Guidelines for confidentiality include:

  • Never discuss or refer to a student's disability or accommodations in the presence of other students, staff, or faculty.

  • When meeting with a student, arrange to meet in your office or in a private classroom.

  • Do not ask students to disclose their disabilities. You may inquire about their difficulties, the challenges they face in your classroom or in the residence hall, or how you can help.

  • Always ask the student before bringing another faculty or staff member into conversations that might include the student's disability.

  • Email is not a secure form of communication so be careful about sending messages containing student names with disability information.

  • When leaving phone messages for students, don't refer to a disability. Simply leave your name, phone number and the best time to reach you.

Creating a Welcoming Environment/Universal Design in Education

The intent of universal design (UD) is to simplify life for everyone by making products, communications and the physical environment more usable by as many people as possible. Using this concept in education benefits all students and all abilities.

Examples of Universal Design can include:

  • Include a statement on your syllabus that invites students to meet with you to discuss disability-related accommodations and other learning needs.

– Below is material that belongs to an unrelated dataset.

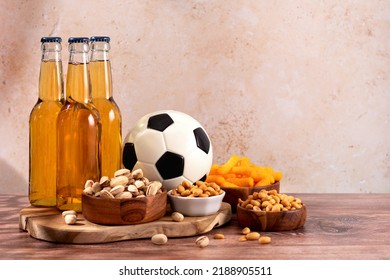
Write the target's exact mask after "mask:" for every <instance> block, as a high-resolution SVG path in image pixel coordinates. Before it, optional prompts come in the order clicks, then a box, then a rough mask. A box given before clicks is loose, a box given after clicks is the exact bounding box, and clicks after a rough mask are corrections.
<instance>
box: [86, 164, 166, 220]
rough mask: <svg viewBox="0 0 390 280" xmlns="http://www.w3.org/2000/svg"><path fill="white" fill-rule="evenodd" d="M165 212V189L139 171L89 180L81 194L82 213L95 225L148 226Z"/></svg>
mask: <svg viewBox="0 0 390 280" xmlns="http://www.w3.org/2000/svg"><path fill="white" fill-rule="evenodd" d="M166 210H167V190H165V189H164V188H163V186H162V184H161V182H158V181H149V180H148V179H147V178H145V177H144V176H143V174H142V170H135V171H133V172H130V171H129V170H127V169H121V170H118V171H117V172H115V174H114V177H112V178H108V177H107V176H103V177H102V178H101V180H100V181H99V182H93V181H90V180H88V181H87V182H86V184H85V188H84V191H83V194H82V214H83V216H84V218H85V219H87V220H88V221H89V222H92V223H96V224H103V225H133V224H141V223H148V222H152V221H155V220H158V219H160V218H162V217H164V216H165V213H166Z"/></svg>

  • Utilize multiple methods to deliver content (including lecture, discussion, hands-on activities, web-based interaction, and fieldwork) to engage all learners.

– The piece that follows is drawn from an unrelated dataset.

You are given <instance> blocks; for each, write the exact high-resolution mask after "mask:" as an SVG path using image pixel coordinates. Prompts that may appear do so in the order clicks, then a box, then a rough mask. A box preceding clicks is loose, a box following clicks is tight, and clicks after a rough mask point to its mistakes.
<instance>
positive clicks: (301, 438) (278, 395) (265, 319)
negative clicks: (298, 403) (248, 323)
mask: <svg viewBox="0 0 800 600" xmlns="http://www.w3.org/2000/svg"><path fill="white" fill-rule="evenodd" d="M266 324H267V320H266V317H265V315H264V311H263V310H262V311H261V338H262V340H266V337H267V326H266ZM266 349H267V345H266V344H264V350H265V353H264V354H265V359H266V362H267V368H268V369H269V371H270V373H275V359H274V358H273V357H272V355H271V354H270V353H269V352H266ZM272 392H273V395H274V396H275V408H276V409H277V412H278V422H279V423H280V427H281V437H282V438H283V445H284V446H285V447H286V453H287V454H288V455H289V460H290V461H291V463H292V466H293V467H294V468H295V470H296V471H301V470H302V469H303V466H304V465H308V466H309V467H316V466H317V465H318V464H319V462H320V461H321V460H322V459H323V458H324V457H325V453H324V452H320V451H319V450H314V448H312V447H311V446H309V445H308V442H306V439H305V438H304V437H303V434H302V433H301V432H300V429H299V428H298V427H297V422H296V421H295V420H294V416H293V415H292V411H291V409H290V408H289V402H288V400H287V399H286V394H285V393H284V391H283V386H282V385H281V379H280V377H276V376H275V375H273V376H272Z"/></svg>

  • Use examples that appeal to a variety of students with respect to race, age, gender, and disability.

  • Provide printed or web-based materials that summarize content that is delivered orally.

  • Face your audience and speak clearly.

  • Use captioned videos and ensure PowerPoint presentations and web pages are accessible (text descriptions for graphics).

  • Provide printed materials in an accessible electronic format.

  • Provide printed materials early so that students can prepare to access the materials in alternate formats.

  • Provide prompts during an activity and feedback after it is completed.

  • Provide multiple ways for students to demonstrate knowledge.